The faces of prisoners: Rasool Abdolahi, Ladan Nouri, Nasrin Hosseini Nia, Fakhrodin Shafaati, Leila Akhavan, Mehdi Forootan, Sara Akhavan, Farshid Fathi, and Mohammad Zardouz, all Iranian believers.
It was early Sunday morning, the day after Christmas. Rasool and Maryam Abdolahi and their two children were sleeping peacefully. That all changed, however, in an instant. Without warning, plainclothes policemen broke through the front door of their Tehran apartment and stormed inside. As some of the police rummaged through their personal belongings searching for evidence of their faith, Rasool and Maryam were handcuffed and taken away—as their two children watched in horror.
Rasool and Maryam are just two among as many as 38 Christians in several Iranian cities who were arrested on December 26. A few were released after they were interrogated and forced to sign documents promising that they would no longer attend any house churches. More than a month later, a few more were temporarily released on bail, reporting that they had been kept in solitary confinement. Just recently, Maryam was finally released. As of this writing, however (in late February), Rasool, as well as many other Iranian believers, remain in prison.
With the exception of Rasool, all of those still detained have been permitted to make brief phone calls to family members. No one has heard from Rasool since his arrest, including his wife, Maryam. Iranian Christians are extremely concerned about him. His two children are traumatized.
Muslim leaders in Iran have grown increasingly alarmed at the growing number of Iranians who are finding Christ and attending house churches, and persecution of Christians has been on the rise since Mahmoud Ahmadinejad was elected president in 2005. In just the past eight months, there have been over 200 arbitrary arrests in 24 Iranian cities.
Incarcerated Christians are often deprived of sleep, verbally abused, interrogated for hours, denied family visits, and sometimes beaten unmercifully and threatened with execution if they don’t confess to charges against them or recant their faith.

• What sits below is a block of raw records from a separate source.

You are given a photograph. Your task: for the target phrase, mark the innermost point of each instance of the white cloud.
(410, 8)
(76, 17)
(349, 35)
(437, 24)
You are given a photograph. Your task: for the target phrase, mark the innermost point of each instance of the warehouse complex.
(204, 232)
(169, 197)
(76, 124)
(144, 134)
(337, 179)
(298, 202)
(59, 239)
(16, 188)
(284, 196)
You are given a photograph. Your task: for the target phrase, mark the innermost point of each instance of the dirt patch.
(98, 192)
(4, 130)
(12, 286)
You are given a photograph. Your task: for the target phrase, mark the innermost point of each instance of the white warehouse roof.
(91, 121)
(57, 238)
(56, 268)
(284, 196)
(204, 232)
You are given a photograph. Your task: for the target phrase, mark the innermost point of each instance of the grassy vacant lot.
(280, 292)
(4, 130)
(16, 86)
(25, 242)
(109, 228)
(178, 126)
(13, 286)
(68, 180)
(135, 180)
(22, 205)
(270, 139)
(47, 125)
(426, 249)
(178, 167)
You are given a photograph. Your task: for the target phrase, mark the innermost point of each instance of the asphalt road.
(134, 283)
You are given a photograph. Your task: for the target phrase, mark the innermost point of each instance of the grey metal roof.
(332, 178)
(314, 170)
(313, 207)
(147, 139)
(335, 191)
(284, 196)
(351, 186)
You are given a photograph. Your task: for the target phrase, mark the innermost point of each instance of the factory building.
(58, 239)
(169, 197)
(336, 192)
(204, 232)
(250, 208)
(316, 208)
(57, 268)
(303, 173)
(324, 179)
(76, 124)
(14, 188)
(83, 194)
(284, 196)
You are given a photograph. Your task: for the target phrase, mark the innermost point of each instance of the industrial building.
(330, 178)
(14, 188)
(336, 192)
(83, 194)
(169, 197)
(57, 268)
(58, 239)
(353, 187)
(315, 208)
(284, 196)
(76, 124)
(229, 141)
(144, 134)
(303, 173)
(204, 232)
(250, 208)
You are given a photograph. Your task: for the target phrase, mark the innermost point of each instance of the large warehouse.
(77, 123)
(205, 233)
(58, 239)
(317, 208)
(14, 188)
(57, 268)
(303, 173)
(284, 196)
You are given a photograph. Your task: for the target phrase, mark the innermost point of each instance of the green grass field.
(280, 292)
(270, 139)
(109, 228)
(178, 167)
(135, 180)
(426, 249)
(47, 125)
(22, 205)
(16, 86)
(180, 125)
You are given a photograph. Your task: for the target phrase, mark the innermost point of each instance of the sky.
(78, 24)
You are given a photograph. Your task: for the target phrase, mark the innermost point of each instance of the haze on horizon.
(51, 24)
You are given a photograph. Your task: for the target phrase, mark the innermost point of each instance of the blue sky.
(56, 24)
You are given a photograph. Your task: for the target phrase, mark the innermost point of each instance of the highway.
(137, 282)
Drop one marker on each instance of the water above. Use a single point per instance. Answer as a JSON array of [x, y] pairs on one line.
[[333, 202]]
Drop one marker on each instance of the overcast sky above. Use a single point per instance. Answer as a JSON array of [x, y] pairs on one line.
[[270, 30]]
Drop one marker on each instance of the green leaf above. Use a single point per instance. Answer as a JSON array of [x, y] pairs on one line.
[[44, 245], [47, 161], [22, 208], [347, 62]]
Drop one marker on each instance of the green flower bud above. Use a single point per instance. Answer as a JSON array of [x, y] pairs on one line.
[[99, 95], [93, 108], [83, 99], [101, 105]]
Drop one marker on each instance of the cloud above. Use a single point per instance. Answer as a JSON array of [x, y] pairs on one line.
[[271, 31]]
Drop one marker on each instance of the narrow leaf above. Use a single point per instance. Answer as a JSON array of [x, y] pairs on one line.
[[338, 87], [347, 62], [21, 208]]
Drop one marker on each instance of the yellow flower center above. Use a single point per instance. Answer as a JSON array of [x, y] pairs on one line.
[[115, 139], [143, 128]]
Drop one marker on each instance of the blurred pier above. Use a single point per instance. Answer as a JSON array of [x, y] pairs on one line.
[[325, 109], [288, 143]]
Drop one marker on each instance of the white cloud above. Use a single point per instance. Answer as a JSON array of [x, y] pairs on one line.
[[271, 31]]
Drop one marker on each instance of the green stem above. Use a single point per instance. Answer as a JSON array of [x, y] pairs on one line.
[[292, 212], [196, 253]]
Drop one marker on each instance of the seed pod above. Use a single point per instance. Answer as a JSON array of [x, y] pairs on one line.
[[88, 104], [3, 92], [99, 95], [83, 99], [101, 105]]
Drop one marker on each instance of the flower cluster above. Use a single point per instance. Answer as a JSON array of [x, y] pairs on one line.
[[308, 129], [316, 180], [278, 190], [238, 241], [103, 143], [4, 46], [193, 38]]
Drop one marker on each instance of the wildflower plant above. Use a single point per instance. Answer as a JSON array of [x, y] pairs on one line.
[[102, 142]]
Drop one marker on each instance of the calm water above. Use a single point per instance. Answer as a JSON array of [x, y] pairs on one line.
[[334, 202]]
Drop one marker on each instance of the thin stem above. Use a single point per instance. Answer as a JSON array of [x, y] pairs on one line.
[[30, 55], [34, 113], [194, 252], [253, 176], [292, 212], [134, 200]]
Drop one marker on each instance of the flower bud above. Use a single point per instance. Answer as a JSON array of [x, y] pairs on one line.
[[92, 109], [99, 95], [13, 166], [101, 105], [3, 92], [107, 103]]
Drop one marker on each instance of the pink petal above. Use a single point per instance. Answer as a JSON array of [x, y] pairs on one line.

Some have reported loud speakers outside their cells that continually broadcast Islamic teaching. One incarcerated Iranian pastor, Yousef Nadarkhani, convicted of apostasy, has been sentenced to death. In 2008, Ahmadinejad’s government passed a law mandating the death penalty for any Muslim who converts.
Outside of prison, believers are often demoted or fired from their jobs or find their businesses being boycotted. Christians can find it very difficult to earn an income and provide for their families.
In spite of all this, Jesus’ church is thriving in Iran, and surveys show that as many as one million Iranians have become Christians in the past decade. Multitudes of Iranians are now watching Christian programming using satellite dishes that have been illegally smuggled into the country by corrupt members of the same government that banned them. House churches are multiplying in Iran’s holiest Islamic cities.
Please pray that Iran’s recent political upheaval will result in more freedom for the gospel. And please pray for the release of Rasool Abdolahi, and for the many other members of our incarcerated spiritual family in Iran who are waiting in solitary confinement.